O lugar do ser no universo
O tom e ritmo do filme transportam-nos para a subjetividade do protagonista, alguém que vê a vida a passar-lhe ao lado e encontra-se num estado isolado. A natureza onírica e vagarosa do filme, assim, faz-nos mergulhar neste mundo e questionar-nos acerca das ideias que propõe. Num aspeto macro, o lugar do individuo no Cosmos (e o lugar do Cosmos no individuo), e num aspeto mais social, abrange esta geração, que não vê grande futuro num mundo cada vez mais afetado pelas alterações climáticas.
Isto é brilhantemente representado pelas belas imagens que recheiam a obra. Começando logo pela sequência inicial, que entrelaça o Homem e o universo, com as bolhas de água a virarem estrelas, e o corpo o cosmos. Os visuais são, sem dúvida, o aspeto mais bem conseguido desta longa-metragem. Conseguem transmitir eficientemente a escala, o sentimento e o simbolismo dos conceitos de forma esteticamente atraente. Da mesma forma, os efeitos visuais são irrepreensíveis, do melhor que já se viu no cinema português.
Em termos estéticos, o filme vai beber de várias fontes. Desde Her de Spike Jonze, a Gattaca de Andrew Niccol, a inspiração é visível em elementos como o vestuário e caraterização (a aparência de Miguel a fazer lembrar o Joaquin Phoenix no filme de Jonze), até ao estilo visual e tom melancólico. Estas referências podem ser, por vezes, demasiado flagrantes, mas, ao longo do tempo, o filme adquire uma identidade própria.
A história perde-se no seu próprio “mar infinito”
Onde o filme mais peca é no último terço.
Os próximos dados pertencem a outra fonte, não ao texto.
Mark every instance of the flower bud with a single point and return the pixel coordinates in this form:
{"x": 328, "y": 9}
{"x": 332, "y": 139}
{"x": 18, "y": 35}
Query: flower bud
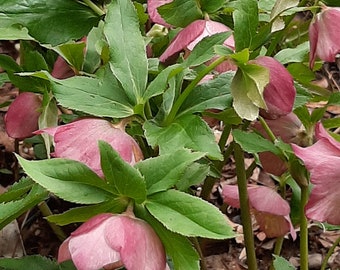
{"x": 324, "y": 36}
{"x": 22, "y": 117}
O discurso existencialista, que até então, com algumas exceções, estava intrigante e estimulante, acompanhado por belas imagens, começa a cansar quando a narrativa perde embalo, perdendo-se no meio de sonhos e banalidades filosóficas. Nota-se a falta de um gancho narrativo mais forte, indicando que se calhar o filme funcionaria melhor como uma curta-metragem. No entanto, a componente visual está tão espetacularmente bem conseguida que, por outro lado, merece fazer parte de uma longa no grande ecrã.
E ainda bem que assim é. Se se perde no seu próprio universo em termos de argumento, ao menos fá-lo com grande competência nos outros aspetos. A atuação dos atores nunca é menos que empenhada, notando-se um grande nível de química entre os dois. E o que a história passa, no fundo, é a relação profunda entre estas duas pessoas, que procuram um sentido para a sua vivência quando toda a gente os deixou para trás. Uma alegoria para uma geração, algo que só a ficção científica tem o poder de criar desta forma.